“Kak. Lama amat nyautnya sih.” Septiana mengamuk di depan kamar Tantra.
“Apa sih dek. Ada apa?”
Belum Septiana menyahut, suara lembut perempuan menyapa Tantra. “Ta.”
Seketika Tantra menoleh kemudian menatap perempuan yang pagi ini penampilannya sangat cantik. Entah mimpi apa ia melihat dia yang menggunakan dress putih selutut dan sepatu sketnya yang keemasan. “Jenika.”

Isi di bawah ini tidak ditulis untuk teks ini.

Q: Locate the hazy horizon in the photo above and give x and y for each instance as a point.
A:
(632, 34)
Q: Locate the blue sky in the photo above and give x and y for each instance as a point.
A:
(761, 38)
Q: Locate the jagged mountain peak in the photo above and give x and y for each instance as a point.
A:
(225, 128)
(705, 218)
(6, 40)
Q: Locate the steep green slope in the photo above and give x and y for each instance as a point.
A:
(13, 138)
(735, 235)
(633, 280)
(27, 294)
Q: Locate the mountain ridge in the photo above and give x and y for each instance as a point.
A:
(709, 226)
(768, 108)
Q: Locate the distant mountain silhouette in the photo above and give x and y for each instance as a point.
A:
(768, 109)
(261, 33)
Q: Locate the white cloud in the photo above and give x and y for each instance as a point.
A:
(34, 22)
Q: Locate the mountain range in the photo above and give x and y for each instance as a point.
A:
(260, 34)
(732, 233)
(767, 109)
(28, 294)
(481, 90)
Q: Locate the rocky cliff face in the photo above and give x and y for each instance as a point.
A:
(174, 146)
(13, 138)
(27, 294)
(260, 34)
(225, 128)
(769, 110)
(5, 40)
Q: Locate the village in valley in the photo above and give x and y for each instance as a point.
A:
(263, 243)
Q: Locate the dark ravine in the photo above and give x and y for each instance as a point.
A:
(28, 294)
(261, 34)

Mereka saling tatap namun hanya sebentar karena Septiana menghamburkan momen indah itu dengan celotehnya yang bikin jantung lompat. “Hei, malah bengong. Dandan sana. Kak Jenika udah rapi begitu.”

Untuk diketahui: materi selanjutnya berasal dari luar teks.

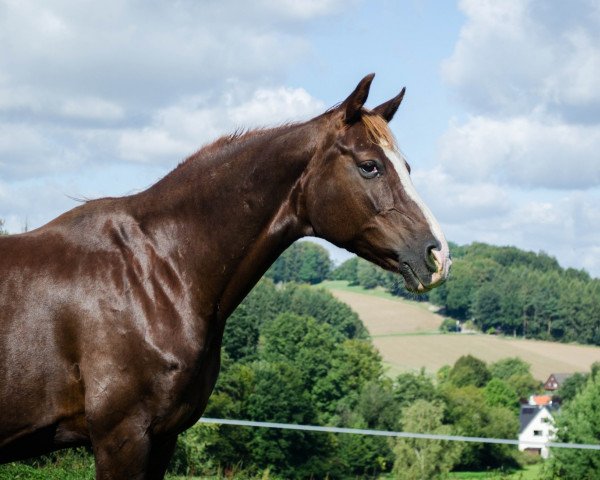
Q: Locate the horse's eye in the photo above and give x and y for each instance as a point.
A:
(369, 169)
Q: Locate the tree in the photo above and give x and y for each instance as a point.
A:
(515, 373)
(347, 271)
(469, 370)
(280, 396)
(410, 387)
(368, 275)
(424, 459)
(508, 367)
(578, 422)
(302, 262)
(470, 415)
(357, 363)
(499, 393)
(321, 304)
(240, 339)
(302, 341)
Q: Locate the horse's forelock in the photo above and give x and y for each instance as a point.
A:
(378, 130)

“Yaudah, gak usah pake narik kaos Kakak juga,” bisik Tantra sambil melepaskan tangan Septiana yang menempel di kaus Naruto yang ia kenakan. Jenika menunduk sebentar, menyembunyikan tawa kecilnya sebelum ia memberikan jalan pada kakak adik yang baginya amat menyenangkan. Tantra tidak bertanya karena ia sudah tahu tujuan mantannya ke rumah. Awalnya dia mau menolak tapi rasa kasihan Tantra masih sangat tinggi. Tidak tega mengusir.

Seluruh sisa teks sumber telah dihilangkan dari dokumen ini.